One of my fondest recollections from my childhood is sitting on our old farmhouse porch swing. The creaking from rusty old chains, and red-winged-blackbird songs warbling from the banks of the creek which meandered through the separation of greening grass and freshly harrowed fields, was simply music to a 7-year-old’s ears. The snow was a distant memory and the buds were bursting on the willow trees which enveloped our little patch of paradise in the summer. I knew that soon it would be warm enough to catch tadpoles in the creek and marvel at the delicate wings of dragon flies. But for now it was sheer bliss to sit on that old swing and keep tempo with my winged friends.
Our porch was a dining room in the heat of the summer, a gathering place for relatives to visit, cool resting place for Pal, our dog, to announce his presence to traveling salesmen. I honestly can say that old porch was, without a doubt, the most utilized space in the house – simple practicality mixed with style and beauty.
The period between 1840 and 1870 was truly the golden age of the verandah. The Gothic Revival style gave way to fanciful millwork and fretwork which truly gave expression, form, and function to the houses they adorned. Many smaller workers’ cottages and houses embraced the American Carpenters’ Gothic which was a way of rendering their carved stone cousins in wood. Millwork and fretwork simply began life as a way to create stone embellishments and details out of wood, thus allowing this type of domestic architecture to become obtainable to the working class. The wealthier, however, began to take notice and to adorn their ashlar cut-stone homes with whimsical verandahs and porches as well. One can plainly see earlier homes which still have their wooden and very hearty millwork intact which resemble stone more than the frail web-like millwork found on late 19th century houses.
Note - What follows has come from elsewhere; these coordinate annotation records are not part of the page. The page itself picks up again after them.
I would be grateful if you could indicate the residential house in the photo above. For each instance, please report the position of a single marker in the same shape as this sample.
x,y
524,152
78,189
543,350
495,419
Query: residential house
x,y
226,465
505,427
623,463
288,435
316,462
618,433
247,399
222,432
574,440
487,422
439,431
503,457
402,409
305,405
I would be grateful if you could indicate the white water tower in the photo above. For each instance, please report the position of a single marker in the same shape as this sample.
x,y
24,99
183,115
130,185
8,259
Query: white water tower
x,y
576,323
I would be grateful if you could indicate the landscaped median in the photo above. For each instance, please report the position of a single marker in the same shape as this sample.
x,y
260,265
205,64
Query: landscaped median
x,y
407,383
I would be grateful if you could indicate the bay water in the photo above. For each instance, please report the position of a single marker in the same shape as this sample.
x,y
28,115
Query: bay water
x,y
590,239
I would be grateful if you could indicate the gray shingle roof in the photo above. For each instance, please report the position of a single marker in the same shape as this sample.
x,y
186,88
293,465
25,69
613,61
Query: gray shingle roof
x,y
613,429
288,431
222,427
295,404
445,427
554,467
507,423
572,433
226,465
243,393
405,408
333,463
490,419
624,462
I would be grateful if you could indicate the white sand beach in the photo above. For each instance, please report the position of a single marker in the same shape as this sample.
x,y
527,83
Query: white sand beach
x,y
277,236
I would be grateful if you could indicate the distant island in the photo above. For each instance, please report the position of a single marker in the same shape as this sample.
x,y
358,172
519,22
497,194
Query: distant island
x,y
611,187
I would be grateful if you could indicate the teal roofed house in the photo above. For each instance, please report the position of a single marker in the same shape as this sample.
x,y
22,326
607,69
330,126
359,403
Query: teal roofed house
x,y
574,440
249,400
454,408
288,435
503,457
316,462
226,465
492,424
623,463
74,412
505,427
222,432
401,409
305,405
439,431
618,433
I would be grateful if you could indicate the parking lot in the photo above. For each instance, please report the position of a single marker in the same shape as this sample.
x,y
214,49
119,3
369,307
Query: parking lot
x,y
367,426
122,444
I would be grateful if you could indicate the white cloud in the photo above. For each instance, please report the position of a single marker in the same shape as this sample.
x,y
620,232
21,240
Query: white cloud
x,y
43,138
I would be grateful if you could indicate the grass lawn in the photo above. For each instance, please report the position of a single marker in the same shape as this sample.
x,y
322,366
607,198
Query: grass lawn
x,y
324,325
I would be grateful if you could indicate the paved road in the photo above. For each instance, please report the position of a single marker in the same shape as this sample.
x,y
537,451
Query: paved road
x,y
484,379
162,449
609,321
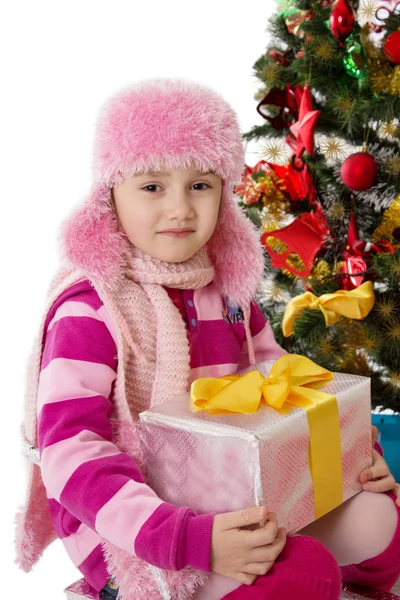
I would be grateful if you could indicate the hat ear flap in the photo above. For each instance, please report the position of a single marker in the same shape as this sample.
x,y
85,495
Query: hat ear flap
x,y
92,239
236,252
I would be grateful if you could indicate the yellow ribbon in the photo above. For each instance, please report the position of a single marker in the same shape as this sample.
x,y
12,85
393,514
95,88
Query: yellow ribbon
x,y
354,304
294,380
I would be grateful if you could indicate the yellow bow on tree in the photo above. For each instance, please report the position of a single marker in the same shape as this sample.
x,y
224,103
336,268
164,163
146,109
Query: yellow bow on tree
x,y
354,304
293,380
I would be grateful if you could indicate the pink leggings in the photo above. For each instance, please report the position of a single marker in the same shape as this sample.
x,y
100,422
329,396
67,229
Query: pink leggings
x,y
365,529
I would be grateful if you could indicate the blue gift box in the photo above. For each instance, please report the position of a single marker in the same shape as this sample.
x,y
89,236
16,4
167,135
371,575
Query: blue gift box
x,y
389,437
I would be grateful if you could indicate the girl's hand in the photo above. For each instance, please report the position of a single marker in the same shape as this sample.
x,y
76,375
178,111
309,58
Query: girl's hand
x,y
378,478
241,552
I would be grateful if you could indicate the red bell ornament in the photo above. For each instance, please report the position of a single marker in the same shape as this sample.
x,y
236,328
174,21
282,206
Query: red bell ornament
x,y
359,171
342,20
391,47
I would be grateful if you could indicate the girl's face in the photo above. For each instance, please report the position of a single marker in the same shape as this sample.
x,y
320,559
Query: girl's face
x,y
170,214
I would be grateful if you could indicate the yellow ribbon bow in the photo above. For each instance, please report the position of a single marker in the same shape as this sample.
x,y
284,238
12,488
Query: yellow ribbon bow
x,y
294,380
354,304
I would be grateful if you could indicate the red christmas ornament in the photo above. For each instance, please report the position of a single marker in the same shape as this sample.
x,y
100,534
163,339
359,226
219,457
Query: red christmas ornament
x,y
304,237
391,47
301,135
342,20
353,261
359,171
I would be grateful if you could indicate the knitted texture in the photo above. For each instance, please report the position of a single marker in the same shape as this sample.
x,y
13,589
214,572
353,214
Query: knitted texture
x,y
305,570
174,122
382,571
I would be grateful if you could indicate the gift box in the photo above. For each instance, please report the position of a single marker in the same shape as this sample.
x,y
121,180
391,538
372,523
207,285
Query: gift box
x,y
226,462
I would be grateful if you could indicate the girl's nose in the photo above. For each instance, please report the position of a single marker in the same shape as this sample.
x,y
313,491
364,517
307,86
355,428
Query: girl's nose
x,y
178,206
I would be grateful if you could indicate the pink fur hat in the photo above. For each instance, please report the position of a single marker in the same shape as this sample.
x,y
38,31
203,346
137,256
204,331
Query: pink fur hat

When rail service became more and more dependable and less expensive, millwork companies all around North America produced catalogs of off-the-shelf verandah components including a myriad of turned spindles, balusters and columns.
During this mass-production era of the grand Queen Anne Revival homes, any possible combination of fretwork and columns could be had for mere pennies – from a resurgence of the classical capitals, bases and columns to the free expressions of the wood turners’ imagination.
Most verandahs that are still intact date usually from the late 19th century, even if the house is of an earlier construction date, since wood rots from lack of maintenance and earlier designs become outdated. Certainly with the small cost of millwork at that time a facelift could be had for a house, with the addition of fresh millwork. Your best resource in researching your era of millwork and even design of verandah is to purchase reprinted pattern books and catalogs of the time. You will also find that most heritage sites in North America have kept very close to the period of construction of the house, and may well be a valuable resource by providing photographic documentation.
And now I leave you with these thoughts… there is nothing which better creates curb appeal, character and makes a house a home than a beautifully maintained and loved wooden verandah.
The last house I had didn’t have a front porch and I swore that this house would. Of course, I fell in love with an old house that doesn’t have a porch!! Still dreaming of sitting on a gorgeous porch like these ones.